CÉSAR.—Et quelles suites peut avoir l'envie de tenter une plus grande fortune.
POMPÉE.—Vous m'offrez la Sicile et la Sardaigne, sous la condition que je purgerai la mer des pirates, et que j'enverrai du froment à Rome; ceci convenu, nous nous séparerons avec nos épées sans brèche et nos boucliers sans traces de combat?
CÉSAR, ANTOINE ET LÉPIDE.—C'est ce que nous offrons.
POMPÉE.—Sachez donc que je suis ici devant vous, en homme disposé à accepter vos offres. Mais Marc-Antoine m'a un peu impatienté. Quand je devrais perdre le prix du bienfait en le rappelant, vous devez vous souvenir, Antoine, que, lorsque César et votre frère étaient en guerre, votre mère se réfugia en Sicile, et qu'elle y trouva un accueil amical.
ANTOINE.—J'en suis instruit, Pompée, et je me préparais à vous exprimer toute la reconnaissance que je vous dois.
POMPÉE.—Donnez-moi votre main.—Je ne m'attendais pas, seigneur, à vous rencontrer en ces lieux.

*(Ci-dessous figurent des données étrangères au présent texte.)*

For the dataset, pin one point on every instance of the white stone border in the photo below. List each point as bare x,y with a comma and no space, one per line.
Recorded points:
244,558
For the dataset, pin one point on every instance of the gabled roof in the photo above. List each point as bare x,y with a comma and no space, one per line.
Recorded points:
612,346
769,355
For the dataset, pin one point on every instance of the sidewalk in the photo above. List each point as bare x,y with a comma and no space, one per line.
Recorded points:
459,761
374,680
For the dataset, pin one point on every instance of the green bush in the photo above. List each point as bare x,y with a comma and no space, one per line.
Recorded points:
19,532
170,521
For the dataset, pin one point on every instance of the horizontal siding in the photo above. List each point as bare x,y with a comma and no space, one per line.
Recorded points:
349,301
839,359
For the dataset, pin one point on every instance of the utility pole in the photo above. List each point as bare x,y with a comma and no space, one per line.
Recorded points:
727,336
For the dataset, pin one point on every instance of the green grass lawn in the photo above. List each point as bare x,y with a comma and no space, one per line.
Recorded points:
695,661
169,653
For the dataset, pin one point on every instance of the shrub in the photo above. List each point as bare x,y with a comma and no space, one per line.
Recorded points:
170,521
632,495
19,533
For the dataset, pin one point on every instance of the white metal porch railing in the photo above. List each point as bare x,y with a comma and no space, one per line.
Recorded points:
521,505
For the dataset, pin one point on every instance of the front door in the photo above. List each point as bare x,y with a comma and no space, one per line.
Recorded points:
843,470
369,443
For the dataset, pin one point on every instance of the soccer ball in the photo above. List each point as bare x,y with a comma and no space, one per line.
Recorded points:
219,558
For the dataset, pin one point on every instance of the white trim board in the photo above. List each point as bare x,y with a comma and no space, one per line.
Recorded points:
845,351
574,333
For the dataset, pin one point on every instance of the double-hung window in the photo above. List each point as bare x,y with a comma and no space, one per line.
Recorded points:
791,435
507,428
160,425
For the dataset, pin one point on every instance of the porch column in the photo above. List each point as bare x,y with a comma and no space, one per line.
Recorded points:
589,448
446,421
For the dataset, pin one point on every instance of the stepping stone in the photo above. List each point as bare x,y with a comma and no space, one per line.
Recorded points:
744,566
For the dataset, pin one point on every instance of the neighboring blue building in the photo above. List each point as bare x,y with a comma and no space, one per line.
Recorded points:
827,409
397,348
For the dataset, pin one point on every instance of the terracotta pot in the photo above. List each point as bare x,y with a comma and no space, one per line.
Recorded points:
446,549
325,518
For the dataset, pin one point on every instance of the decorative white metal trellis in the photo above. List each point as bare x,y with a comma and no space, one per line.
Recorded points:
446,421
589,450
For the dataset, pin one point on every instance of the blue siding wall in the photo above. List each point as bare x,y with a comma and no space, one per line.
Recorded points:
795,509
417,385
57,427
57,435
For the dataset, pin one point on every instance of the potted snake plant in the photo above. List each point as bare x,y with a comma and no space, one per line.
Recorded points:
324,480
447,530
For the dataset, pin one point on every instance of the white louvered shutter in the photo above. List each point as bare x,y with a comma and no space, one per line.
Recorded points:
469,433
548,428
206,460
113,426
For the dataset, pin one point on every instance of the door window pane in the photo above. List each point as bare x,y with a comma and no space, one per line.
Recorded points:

ANTOINE.—Les lits d'Orient sont bien doux! et je vous dois des remerciements, car c'est vous qui m'avez fait revenir ici plus tôt que je ne comptais, et j'y ai beaucoup gagné.
CÉSAR.—Vous me paraissez changé depuis la dernière fois que je vous ai vu.
POMPÉE.—Peut-être; je ne sais pas quelles marques la fortune trace sur mon visage; mais elle ne pénétrera jamais dans mon sein pour asservir mon coeur.